Pingback: Get Sharepoint List Access from SQL Server - elbsolutions.com Project List & Blog
You have mentioned “Now add a Service Reference to your SharePoint instance. Right click on your Project References and choose Add Service Reference” But you have not said if this is a new Visual Studio project. Is this a new WCF project?
Its a script task in SSIS which opens up Visual Studio so you can code on .NET
Thanks for your response. It helped. After running the code, I am getting an error for the line outputString.Append(“”);
Error says “preprocessor directives must appear as the first non-whitespace character on a line”
Any idea how I can fix it?
Is that your own code? outputString.Append(“”);
Why not try outputString.AppendLine();
Also are there any preprocessor on your strings? Can you send your output string?
I got all the errors fixed. I setup everything as per your steps. In the XML source editor when I set error output to ignore failure for error or truncation, it shows me a yellow warning triangle on the XML source saying “No Rows will be set to error output. Configure error or truncation dispositions to redirect rows”.
Even after the warning if I run the project, it finishes successfully but does not load anything in the database. The output message says “”ADO NET Destination” wrote 0 rows.” I also get some runtime warnings like this “The output column “ows_TFS” (151) on output “row” (107) and component “XML Source” (99) is not subsequently used in the Data Flow task. Removing this unused output column can increase Data Flow task performance.”
My script to export an xml is working fine. When I run the code, it generates an xml from which I generated the schema. My database connection is fine. I tested the connection and it was successful. The mapping for columns also went smoothly.
Any idea why rows are not getting written to the table? (FYI I have not included the code for deleting the data from the SharePoint site. I am simply extracting data and loading it in sql server)
Thanks much!
Are you running this on your dev machine or SSIS already?
Hi Raymund, this is a great tutorial but I need some clarity. What type of application did you create before creating this SSIS project? There’s no “Add Reference” in the SSIS project. Are you working on a Console Application or WCF Application or a SharePoint WebPart Application? What do you mean by ” SharePoint instance”?

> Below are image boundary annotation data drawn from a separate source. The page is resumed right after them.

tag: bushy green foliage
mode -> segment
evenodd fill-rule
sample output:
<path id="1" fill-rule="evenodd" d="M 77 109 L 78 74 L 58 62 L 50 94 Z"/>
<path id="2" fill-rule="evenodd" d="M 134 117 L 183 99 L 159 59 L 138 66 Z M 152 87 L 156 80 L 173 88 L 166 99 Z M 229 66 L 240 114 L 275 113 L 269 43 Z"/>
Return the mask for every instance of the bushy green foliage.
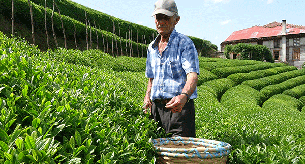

Its just and SSIS Project the Add Service Reference comes from the Script Task when you edit it. That will fire another instance of Visual Studio so you can start coding in C#
Chachi how did you fix that error “preprocessor directives must appear as the first non-whitespace character on a line”? outputString.Append(“”);
Is this blog still being monitored? I am facing some issues running the code, hence needed some guidance.
I am stuck at the step where I need to run the script task to generate the XML output. I get an error at the line “var outputNode = sharepointList.GetListItems(listGuid, viewGuid, null, null, “10000”, null, null);” . The error says sharepoint access is denied. (exception from hresult: 0x80070005 (e_accessdenied)). Any idea how I can solve it? I am not using any proxy.